The museum park Archeon in Alphen aan den Rijn (Netherlands; satellite photo) is always worth a visit. It contains many reconstructions of Dutch buildings from Prehistory, Antiquity, and Middle Ages. The first photo shows a 1:1 reconstruction of the mansio (inn) near the base of the Tenth legion Gemina at Ulpia Noviomagus/Nijmegen.
When it was opened in 1994, the park was intended to do archaeological research, which would be financed from the proceeds of the visits, but this turned out to be too optimistic, and for one winter, Archeon was closed. The water pipes of the reconstructed bathhouse of Coriovallum/Heerlen (second photo) were damaged beyond repair, and it is now no longer possible to have a bath and a massage in that building – which used -among Dutch archaeologists- to be a favorite way to celebrate birthdays.

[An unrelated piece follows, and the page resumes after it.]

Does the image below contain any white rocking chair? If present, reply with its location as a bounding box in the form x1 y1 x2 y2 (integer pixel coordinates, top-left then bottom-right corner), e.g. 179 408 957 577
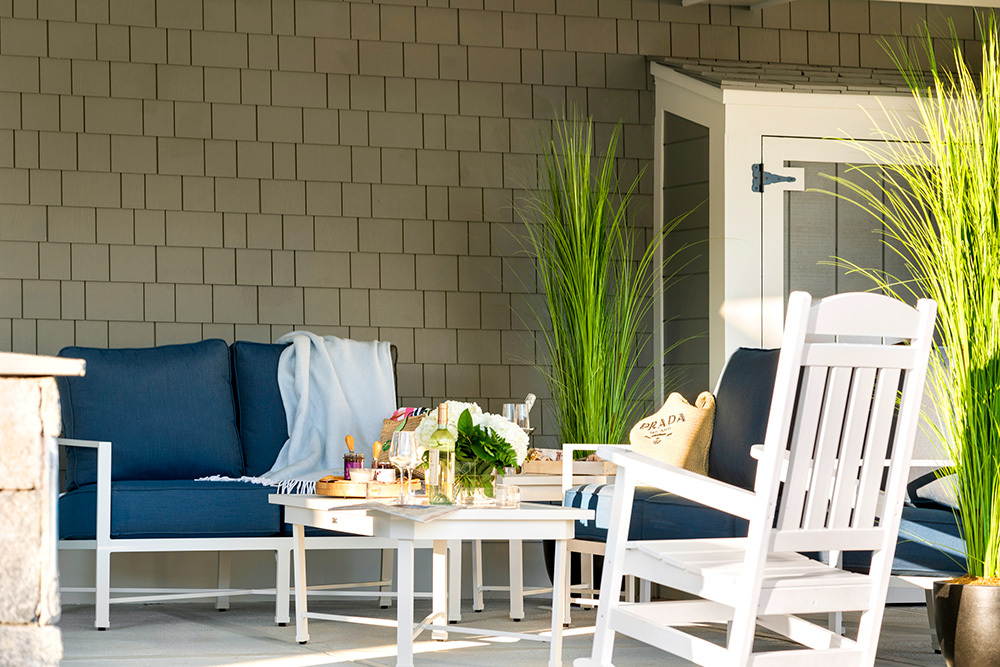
573 292 937 667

After this crisis, the park was reopened on a smaller scale (1997). Gone is the reconstructed farm of Rijswijk-De Bult, gone are the plans to rebuild an entire castellum; but still, you can visit a lot of reconstructions of buildings that once dominated the towns in the Netherlands, like the small temple that was excavated at Ceuclum/Cuijk (third photo). The Roman bridge at Cuijk, which used to be the entrance of the park, still exists, but is almost impossible to find.
The fourth photo shows the “Voorburghuis”, from the capital of the Cananefates, Forum Hadriani/Voorburg. There is a nice reconstructed potter’s kiln next to it, that is still used to make ceramics. The little arch and low wall on the fifth photo are the enclosure of the sacred precinct of Trajectum ad Mosam, modern Maastricht.
When we visited the museum park, it was a quiet day in spring. The children that can under normal circumstances produce more noise than you can imagine, were at school, and those who were at the park, enjoyed the gladiatoral contests. So, the photos I can present here are without twenty-first century additions. This is what the Netherlands must have looked like at the beginning of our era.